India's non-banking financial sector is gearing up for expansion in FY27, driven by improved liquidity and stronger balance sheets. Analysts expect easier funding access and stable interest rates to support profitability across key lending segments like vehicle and MSME finance.
The non-banking financial sector in India is showing signs of a fresh growth cycle for the 2027 fiscal year. Following years of regulatory adjustments and a focus on strengthening internal balance sheets, firms are now entering a phase where improved systemic liquidity and more predictable funding costs may support credit expansion.
Improved Funding and Operating Environment
One of the most important changes for the sector is the normalization of the funding environment. Increased liquidity in the banking system, potentially aided by strategic measures such as FCNR(B) deposit initiatives, is expected to help well-rated NBFCs manage their borrowing costs more effectively. This is a shift from the previous period, where higher credit costs and tighter regulations forced companies to prioritize risk management over aggressive loan book expansion. With delinquency trends now largely normalized and collection efficiencies remaining healthy, lenders are better positioned to focus on growth in segments like vehicle finance, housing, and MSME lending.
Performance Highlights of Key Players
Specific players are drawing attention as they execute strategic plans to optimize their portfolios. L&T Finance has shifted its focus heavily toward a retail-oriented business model, with retail assets now accounting for nearly 98% of its total loan book. The company demonstrated strong momentum in the first quarter of FY27, reporting a profit after tax of ₹900 crore, representing a 29% increase compared to the same period in the previous year.
Similarly, Shriram Finance is leveraging its presence in diversified lending segments to stabilize its margins. The company is currently working through a strategic partnership with MUFG, which includes a capital infusion. This move is specifically aimed at long-term liability management, with the company projecting that it could reduce its overall borrowing costs by approximately 1% over the next two to three years.

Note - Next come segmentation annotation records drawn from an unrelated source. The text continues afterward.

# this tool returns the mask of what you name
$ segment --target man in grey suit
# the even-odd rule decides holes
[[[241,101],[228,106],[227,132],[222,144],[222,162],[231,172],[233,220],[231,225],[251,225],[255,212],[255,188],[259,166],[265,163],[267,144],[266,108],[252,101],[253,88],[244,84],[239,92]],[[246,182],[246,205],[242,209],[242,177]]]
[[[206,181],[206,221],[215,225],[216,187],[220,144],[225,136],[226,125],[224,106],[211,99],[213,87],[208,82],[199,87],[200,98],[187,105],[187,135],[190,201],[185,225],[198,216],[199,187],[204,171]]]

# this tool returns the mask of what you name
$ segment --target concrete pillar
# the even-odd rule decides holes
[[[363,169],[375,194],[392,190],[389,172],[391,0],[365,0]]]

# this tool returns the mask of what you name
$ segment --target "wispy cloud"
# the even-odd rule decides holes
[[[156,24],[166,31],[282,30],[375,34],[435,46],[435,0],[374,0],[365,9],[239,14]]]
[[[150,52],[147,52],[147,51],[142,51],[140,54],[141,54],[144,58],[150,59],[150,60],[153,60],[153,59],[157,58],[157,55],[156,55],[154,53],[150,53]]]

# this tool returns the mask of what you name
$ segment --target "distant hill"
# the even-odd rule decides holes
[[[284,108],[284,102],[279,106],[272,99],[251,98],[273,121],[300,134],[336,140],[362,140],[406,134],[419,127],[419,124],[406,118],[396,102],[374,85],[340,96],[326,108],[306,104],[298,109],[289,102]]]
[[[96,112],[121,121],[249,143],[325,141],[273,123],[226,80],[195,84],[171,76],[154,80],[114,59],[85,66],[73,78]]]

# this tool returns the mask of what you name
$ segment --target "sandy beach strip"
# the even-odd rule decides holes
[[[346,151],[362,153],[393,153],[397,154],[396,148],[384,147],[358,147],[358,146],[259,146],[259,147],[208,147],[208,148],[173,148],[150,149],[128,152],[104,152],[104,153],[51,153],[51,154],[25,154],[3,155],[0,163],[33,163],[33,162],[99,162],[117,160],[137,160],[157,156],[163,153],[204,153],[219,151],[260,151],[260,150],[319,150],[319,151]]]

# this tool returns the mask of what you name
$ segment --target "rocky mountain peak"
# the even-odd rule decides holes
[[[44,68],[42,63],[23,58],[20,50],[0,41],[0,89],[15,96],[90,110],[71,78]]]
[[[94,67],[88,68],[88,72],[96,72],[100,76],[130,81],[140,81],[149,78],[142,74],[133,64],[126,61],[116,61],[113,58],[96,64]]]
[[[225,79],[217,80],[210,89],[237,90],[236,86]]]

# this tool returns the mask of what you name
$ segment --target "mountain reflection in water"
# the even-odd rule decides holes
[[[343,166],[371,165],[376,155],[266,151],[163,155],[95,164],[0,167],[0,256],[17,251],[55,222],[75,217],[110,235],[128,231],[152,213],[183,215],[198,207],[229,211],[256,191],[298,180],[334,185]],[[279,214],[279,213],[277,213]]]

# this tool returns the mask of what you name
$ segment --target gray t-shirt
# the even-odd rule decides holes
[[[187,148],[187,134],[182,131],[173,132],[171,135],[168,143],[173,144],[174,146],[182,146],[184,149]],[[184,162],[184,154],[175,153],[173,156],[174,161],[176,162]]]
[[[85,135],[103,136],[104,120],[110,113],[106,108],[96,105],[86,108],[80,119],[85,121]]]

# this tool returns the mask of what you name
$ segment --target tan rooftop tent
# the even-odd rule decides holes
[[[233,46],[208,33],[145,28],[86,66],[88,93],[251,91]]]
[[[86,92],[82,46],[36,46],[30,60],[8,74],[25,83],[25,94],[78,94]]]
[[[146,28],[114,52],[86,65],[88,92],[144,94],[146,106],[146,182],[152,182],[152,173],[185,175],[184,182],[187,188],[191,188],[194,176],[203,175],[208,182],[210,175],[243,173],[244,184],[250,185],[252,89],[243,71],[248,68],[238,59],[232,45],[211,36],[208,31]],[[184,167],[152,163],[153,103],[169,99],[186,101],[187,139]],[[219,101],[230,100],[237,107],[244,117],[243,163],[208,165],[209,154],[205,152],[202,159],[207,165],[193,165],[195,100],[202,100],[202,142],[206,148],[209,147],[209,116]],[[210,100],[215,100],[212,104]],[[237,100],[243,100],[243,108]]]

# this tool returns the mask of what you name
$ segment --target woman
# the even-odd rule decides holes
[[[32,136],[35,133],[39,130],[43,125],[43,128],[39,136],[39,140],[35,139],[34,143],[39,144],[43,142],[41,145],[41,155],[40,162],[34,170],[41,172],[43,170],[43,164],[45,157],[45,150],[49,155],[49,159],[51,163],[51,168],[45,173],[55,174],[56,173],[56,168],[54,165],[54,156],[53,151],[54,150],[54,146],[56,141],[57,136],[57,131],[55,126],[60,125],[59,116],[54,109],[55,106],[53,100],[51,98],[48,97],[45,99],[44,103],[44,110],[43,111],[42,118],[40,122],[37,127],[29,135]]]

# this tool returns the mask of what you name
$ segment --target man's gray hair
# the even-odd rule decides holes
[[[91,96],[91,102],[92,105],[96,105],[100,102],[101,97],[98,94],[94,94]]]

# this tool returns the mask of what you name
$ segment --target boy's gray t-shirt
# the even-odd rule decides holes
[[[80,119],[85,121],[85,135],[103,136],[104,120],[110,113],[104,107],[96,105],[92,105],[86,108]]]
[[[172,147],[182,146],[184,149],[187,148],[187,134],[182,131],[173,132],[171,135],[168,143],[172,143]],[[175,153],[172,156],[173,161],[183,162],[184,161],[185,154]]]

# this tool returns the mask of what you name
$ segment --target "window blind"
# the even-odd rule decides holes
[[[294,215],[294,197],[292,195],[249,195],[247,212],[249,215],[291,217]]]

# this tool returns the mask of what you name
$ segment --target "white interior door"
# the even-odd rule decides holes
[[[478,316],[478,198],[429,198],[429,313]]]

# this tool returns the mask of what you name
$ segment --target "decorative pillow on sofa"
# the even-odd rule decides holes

Factors Influencing Future Performance
While the sector outlook appears more stable, several external factors will determine how this growth materializes. The health of the rural economy remains a primary monitorable, as the performance of the monsoon season directly impacts the cash flows of borrowers in rural India. Furthermore, although geopolitical tensions have moderated, any sudden increase in global crude oil prices could reintroduce inflationary pressure, potentially complicating the interest rate environment. Investors should track how individual companies manage their asset-liability mismatches and whether they can maintain net interest margins if funding costs remain volatile. The consistency of credit demand across these varied loan segments will be the key indicator of whether the sector can sustain this growth through the remainder of the fiscal year.